ICC Note: Imagine being abducted in the prime of your life, taken away from all that you know and love: your village, your family, your church. This is life for many Christian women in northern Nigeria who have been taken by Islamist militants from Boko Haram.  They are being forced to witness brutal executions, to renounce their Christian faith, to marry combatants, and experience regular arbitrary beatings.

By Chika Oduah

Yola, Nigeria 3/23/15 (Al Jazeera America) – There is a house in Gulak, with a neem tree out front and a well in the back. Inside, dozens of women and girls spent days, weeks and even months waiting for a chance to escape their captors — members of the radical armed group Boko Haram.

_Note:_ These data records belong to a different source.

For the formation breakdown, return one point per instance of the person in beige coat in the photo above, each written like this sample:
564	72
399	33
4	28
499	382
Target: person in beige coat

The house is in Adamawa state in Nigeria’s northeast, not far from the border with Borno state, where Boko Haram fighters have killed civilians indiscriminately for nearly six years under the guise of establishing a state ruled by their extreme interpretation of Sharia. In Boko Haram’s wake are razed villages, slaughtered men and women and the nightmares of hundreds of women and girls who have been abducted.

The house in Gulak had a tall barbed-wire fence around it — a fence 24-year-old single mother Mercy Ishaya vowed to find a way over. Ishaya is one of three Nigerian women interviewed separately by Al Jazeera who, according to their descriptions of the house and events, appear to have been held in the same building.

Her baby boy was waiting for her in the mountains along the Nigeria-Cameroon border. Ishaya knew she would likely be killed trying to escape, but she had to try.

Ishaya memorized everything she could about the house while planning her escape. “It’s a big house separated into two by a short wall,” she said, speaking from the northeastern city of Yola where she is staying with relatives. “The roof tiling is the color of ox blood.”

Boko Haram fighters kidnapped Ishaya, who was raised in Gulak, after they invaded the town in September 2014. She took her baby and ran to the mountains with a group of people to hide. They lived in the mountains for two months, and Ishaya occasionally sneaked back into town to forage for food.

Early one morning Ishaya left her child with another woman and went down from the mountain, creeping back into her house. She grabbed a few things from her kitchen and then headed back to the foothills.

As the sun began to rise, she hurried — but she had already been spotted.

“Two Boko Haram men grabbed me. Then two others came,” Ishaya said. “They trekked with me to their leader. Then they took me to the house.”

There were about 20 older women and a handful of girls in the house. Ishaya said some looked terrified, while others were dejected, as though they had resigned to their new lives in captivity. They were wearing hijabs, most having been forced to renounce Christianity and convert to Islam.